No olvidemos que el alojamiento informal a través de aplicaciones supone entrar en el negocio hostelero casi a cualquier persona y ganar así unos euros, a menudo, vitales debido al subempleo, al desempleo o a los bajos salarios habituales de nuestra economía. Y, para quienes buscan alojamiento, Airbnb y sus competidores permiten reducir notablemente el coste de alojamiento, que tampoco viene mal en estos tiempos.

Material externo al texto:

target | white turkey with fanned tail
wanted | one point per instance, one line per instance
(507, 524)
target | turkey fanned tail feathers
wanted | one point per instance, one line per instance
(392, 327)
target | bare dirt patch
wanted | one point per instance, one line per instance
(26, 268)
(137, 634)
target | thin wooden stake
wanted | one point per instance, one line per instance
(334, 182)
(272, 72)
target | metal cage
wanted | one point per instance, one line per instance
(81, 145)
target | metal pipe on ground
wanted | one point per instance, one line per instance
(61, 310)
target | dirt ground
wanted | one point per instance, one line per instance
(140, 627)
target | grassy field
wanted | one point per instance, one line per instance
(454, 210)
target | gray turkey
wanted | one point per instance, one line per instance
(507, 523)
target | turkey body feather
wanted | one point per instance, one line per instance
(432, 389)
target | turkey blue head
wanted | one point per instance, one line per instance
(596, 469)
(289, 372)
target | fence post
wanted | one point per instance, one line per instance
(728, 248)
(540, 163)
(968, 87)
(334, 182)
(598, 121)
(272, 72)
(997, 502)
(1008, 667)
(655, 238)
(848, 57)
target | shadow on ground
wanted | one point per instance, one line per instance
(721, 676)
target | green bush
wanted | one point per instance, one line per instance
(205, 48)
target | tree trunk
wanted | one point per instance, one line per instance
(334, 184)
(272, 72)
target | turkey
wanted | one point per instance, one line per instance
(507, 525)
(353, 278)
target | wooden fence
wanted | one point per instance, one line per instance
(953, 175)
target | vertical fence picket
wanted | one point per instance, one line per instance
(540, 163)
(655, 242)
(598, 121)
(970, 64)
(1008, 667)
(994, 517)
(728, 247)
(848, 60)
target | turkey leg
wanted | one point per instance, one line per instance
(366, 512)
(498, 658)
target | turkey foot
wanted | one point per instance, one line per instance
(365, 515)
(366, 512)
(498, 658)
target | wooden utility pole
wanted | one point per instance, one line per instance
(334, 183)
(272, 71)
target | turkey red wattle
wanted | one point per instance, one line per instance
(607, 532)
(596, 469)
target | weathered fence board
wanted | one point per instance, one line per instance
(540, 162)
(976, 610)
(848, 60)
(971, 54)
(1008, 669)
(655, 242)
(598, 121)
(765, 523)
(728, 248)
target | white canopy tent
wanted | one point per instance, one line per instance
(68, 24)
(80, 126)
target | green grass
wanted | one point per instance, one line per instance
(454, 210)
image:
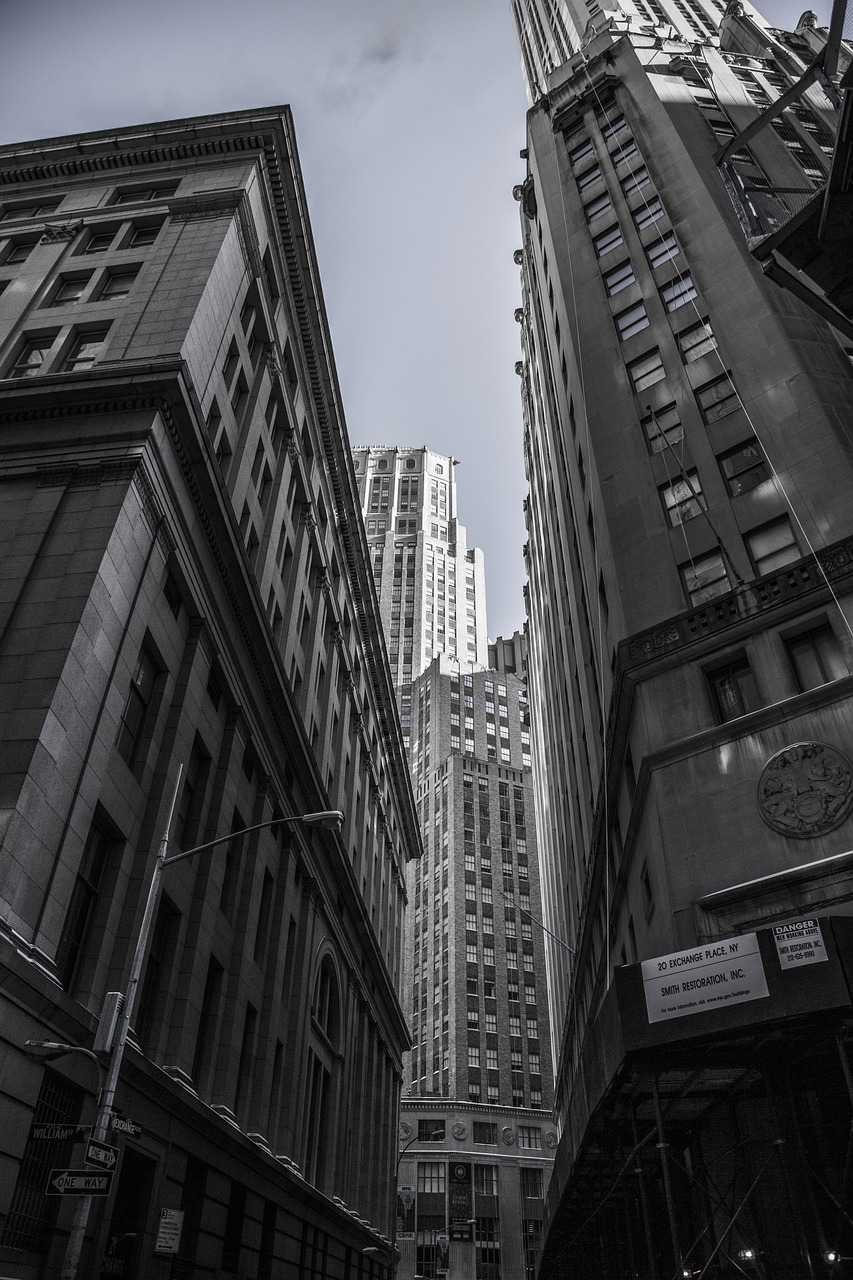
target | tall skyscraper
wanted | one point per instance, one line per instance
(477, 1139)
(430, 585)
(186, 583)
(688, 449)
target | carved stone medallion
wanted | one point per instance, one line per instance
(806, 790)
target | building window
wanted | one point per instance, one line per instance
(530, 1137)
(31, 357)
(717, 398)
(816, 657)
(772, 545)
(597, 208)
(589, 177)
(486, 1179)
(696, 341)
(140, 703)
(99, 242)
(733, 689)
(68, 289)
(662, 429)
(661, 250)
(744, 467)
(635, 181)
(144, 236)
(619, 278)
(576, 155)
(614, 127)
(705, 577)
(646, 887)
(85, 351)
(118, 284)
(647, 213)
(646, 370)
(607, 241)
(137, 195)
(678, 292)
(101, 848)
(18, 251)
(632, 321)
(628, 150)
(432, 1176)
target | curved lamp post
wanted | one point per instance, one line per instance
(327, 818)
(395, 1260)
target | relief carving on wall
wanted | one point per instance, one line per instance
(806, 790)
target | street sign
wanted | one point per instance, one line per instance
(60, 1132)
(101, 1153)
(78, 1182)
(121, 1124)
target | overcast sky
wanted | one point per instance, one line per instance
(410, 117)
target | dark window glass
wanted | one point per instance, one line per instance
(744, 467)
(816, 657)
(136, 708)
(430, 1130)
(734, 690)
(100, 848)
(31, 357)
(772, 545)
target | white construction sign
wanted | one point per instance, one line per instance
(711, 976)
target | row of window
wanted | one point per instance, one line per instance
(770, 548)
(434, 1129)
(815, 658)
(96, 240)
(45, 206)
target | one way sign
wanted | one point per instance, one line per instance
(100, 1153)
(78, 1182)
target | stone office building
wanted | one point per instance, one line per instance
(186, 581)
(475, 1138)
(688, 433)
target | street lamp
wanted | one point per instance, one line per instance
(327, 818)
(433, 1136)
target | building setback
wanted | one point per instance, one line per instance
(689, 516)
(475, 1139)
(186, 581)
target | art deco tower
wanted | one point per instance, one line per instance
(688, 443)
(475, 1137)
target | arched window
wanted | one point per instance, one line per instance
(323, 1078)
(325, 1006)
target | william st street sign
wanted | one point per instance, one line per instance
(78, 1182)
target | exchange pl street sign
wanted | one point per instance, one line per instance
(711, 976)
(101, 1155)
(78, 1182)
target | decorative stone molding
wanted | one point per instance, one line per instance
(56, 233)
(213, 204)
(806, 790)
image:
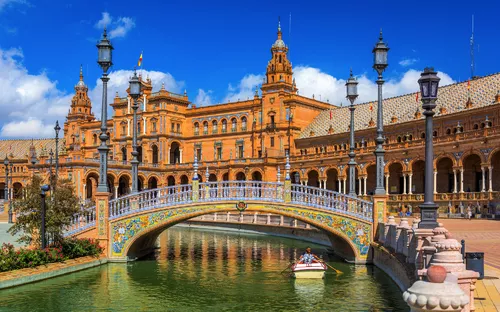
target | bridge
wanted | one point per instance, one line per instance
(128, 226)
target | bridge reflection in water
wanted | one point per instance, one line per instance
(201, 270)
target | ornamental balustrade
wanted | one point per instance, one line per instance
(221, 191)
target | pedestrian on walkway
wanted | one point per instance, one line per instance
(469, 212)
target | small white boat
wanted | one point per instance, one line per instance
(312, 270)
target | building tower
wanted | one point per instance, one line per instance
(81, 107)
(279, 68)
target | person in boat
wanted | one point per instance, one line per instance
(308, 257)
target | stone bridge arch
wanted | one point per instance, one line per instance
(134, 235)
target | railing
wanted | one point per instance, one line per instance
(332, 201)
(150, 199)
(81, 221)
(241, 190)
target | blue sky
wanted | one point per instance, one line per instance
(218, 50)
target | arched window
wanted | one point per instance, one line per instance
(205, 127)
(224, 126)
(234, 122)
(214, 126)
(243, 123)
(196, 128)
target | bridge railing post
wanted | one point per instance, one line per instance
(102, 215)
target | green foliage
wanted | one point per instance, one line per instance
(61, 204)
(11, 259)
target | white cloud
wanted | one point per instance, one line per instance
(117, 27)
(203, 98)
(7, 3)
(408, 62)
(31, 103)
(27, 128)
(313, 81)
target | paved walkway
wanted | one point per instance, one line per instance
(487, 293)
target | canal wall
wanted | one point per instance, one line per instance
(311, 235)
(42, 272)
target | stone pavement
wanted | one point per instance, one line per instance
(487, 293)
(480, 236)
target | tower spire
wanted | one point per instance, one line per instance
(81, 72)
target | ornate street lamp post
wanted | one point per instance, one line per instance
(104, 59)
(352, 94)
(429, 83)
(6, 189)
(380, 64)
(135, 92)
(43, 189)
(57, 129)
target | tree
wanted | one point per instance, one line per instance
(61, 203)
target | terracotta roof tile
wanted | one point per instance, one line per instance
(453, 97)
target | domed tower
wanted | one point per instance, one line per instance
(81, 107)
(279, 68)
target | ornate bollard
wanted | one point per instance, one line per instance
(436, 294)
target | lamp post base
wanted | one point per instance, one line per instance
(428, 216)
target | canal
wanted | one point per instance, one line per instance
(204, 270)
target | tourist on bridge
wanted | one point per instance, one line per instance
(308, 257)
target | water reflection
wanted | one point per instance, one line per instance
(197, 270)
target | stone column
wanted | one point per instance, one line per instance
(436, 294)
(490, 181)
(387, 184)
(455, 188)
(435, 182)
(483, 189)
(461, 180)
(410, 183)
(404, 184)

«El sector del alojamiento contribuye al mantenimiento del sistema fiscal con el pago de impuestos, cotizaciones sociales y otros impuestos y tasas municipales, mientras que las viviendas privadas no pagan ninguno de estos impuestos o tasas, con lo que pueden aplicar precios muy inferiores a los de los establecimientos reglados», explica la web de CEHAT

Airbnb y compañía

Nacido en 2008 en San Francisco, Airbnb se ha convertido en el portal más popular para hallar alojamiento vacacional. La firma ofrece unas 600.000 plazas de alojamiento en habitaciones, viviendas, castillos, furgonetas y hasta cuevas a lo largo de 34.000 ciudades de 192 países. La compañía ya ha alojado a más de 15 millones de personas, y, pese a los problemas legales y la persecución administrativa que ha sufrido en Estados Unidos, Canadá u Holanda, el fenómeno Airbnb es hoy un modelo de start up exitosa por la respuesta de la gente y por el apoyo de fondos de capital-riesgo que nunca faltan al olor de los buenos negocios. De hecho, han surgido un gran número de competidores con parecidas propuestas y modelos de negocio, como HomeawayHomelidays, Alterkeys, Wimdu, Roomorama o LaComunity.com.

Conscientes del peligro que representan los apartamentos turísticos ilegales o colaborativos -según quien hable- para hoteles, campings, pensiones, casas rurales, apartamentos, hostales o fondas, CEHAT desarrolla en los últimos años una guerra sin cuartel contra lo que consideran “competencia desleal”.